Theresatherese answered 30/1, 2012 at 22:56 Comment(0)
G
13

This is a remarkably poorly documented feature of .NET Remoting. It doesn't have anything to do with whether your class is [Serializable] or derived from MarshalByRefObject. At issue here is how the argument is marshaled across the AppDomain boundary. The call itself is made under the hood by Remoting. Arrays do not automatically get marshaled back after the call, clearly a performance optimization. Only the [Out] attribute is required, [In] is implied. I could not find any relevant documentation about this in MSDN, just a blog post from somebody that ran into the same issue (scroll down to "Using OutAttribute in Remoting").

Some code to play with:

using System;
using System.Runtime.InteropServices;

class Program {
    static void Main(string[] args) {
        var ad = AppDomain.CreateDomain("second");
        var t = (Test)ad.CreateInstanceAndUnwrap(typeof(Test).Assembly.FullName, typeof(Test).FullName);
        var b = new byte[] { 1 };
        t.Read(b);
        System.Diagnostics.Debug.Assert(b[0] == 2);
    }
}

class Test : MarshalByRefObject {
    public void Read([Out]byte[] arg) {
        arg[0] *= 2;
    }
}
Guy answered 31/1, 2012 at 3:27 Comment(2)
Excellent, thanks! I'd never heard of these attributes before, yet the problem I was facing would have been almost unsolvable without the [Out] attribute. Lucky I noticed them in dotPeek/ILSpy. It seems surprising that arrays are not marshalled back too, as now I have to wrap the entire class with a class which has the attributed method. Pity they can't be applied from the caller's side...Theresatherese
Checking further, a lot of Stream classes in System namespace do have the 'buffer' parameter of their Read() method marked with the [In] [Out] attributes. I wonder if the NegotiateStream and SslStream in System.IO should also have these attributes, as they're not there in .NET 4.Theresatherese
I
3

To note, there has been additional documentation added since the original accepted answer was posted.

The definition of the directional attributes is:

  • [In]: Data modified in the unmanaged code is not written back to managed code. All data passed by value is treated as [In] by default.
  • [In/Out]: Data modified in the unmanaged code writes back to managed code. Data passed by reference (including by using the ref keyword) are treated as [In/Out] by default.
  • [Out]: Parameters modified by the out C# keyword must as expected be passed back - and default to [Out]. Using [Out] explicitly will behave identically to [In/Out] ([In] is always assumed).

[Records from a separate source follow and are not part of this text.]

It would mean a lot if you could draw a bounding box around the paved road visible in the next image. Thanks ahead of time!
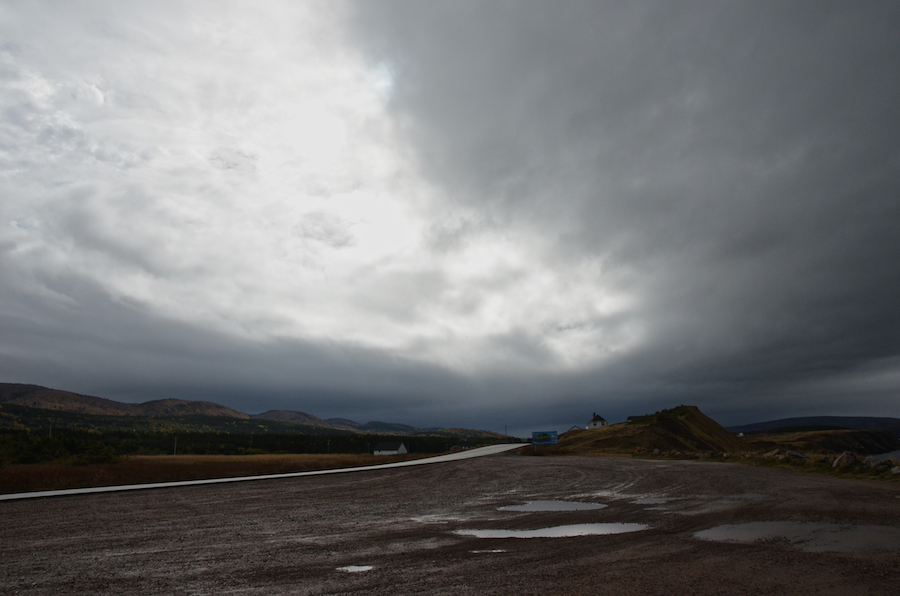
[0,443,522,501]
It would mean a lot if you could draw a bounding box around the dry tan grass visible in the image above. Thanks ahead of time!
[0,454,425,493]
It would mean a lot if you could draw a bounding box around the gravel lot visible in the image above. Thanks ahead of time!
[0,454,900,596]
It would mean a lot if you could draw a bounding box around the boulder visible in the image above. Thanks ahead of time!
[784,451,809,463]
[831,451,860,469]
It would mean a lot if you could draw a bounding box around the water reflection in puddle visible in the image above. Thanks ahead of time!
[337,565,374,573]
[499,501,606,511]
[469,548,506,555]
[694,521,900,552]
[631,497,678,505]
[453,523,647,538]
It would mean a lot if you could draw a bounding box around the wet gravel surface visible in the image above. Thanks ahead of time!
[0,454,900,596]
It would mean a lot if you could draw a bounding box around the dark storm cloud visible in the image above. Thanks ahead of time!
[0,1,900,434]
[344,2,900,424]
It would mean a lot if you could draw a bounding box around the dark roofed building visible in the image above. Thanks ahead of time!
[584,412,609,429]
[374,441,409,455]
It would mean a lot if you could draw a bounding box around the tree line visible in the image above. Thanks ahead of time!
[0,428,474,465]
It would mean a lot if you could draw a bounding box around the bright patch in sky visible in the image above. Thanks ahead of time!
[0,3,640,370]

So the key uses of explicitly modifying these are:

  • To instruct the program not to pass back modified data passed by reference - by using [In]
  • To instruct the program to return modified data passed to the unmanaged code - by using [In/Out] or simply [Out] (they are equivalent).

The latter of these is particularly useful for reference types which pass by value by default, such as arrays of value types - e.g. byte[].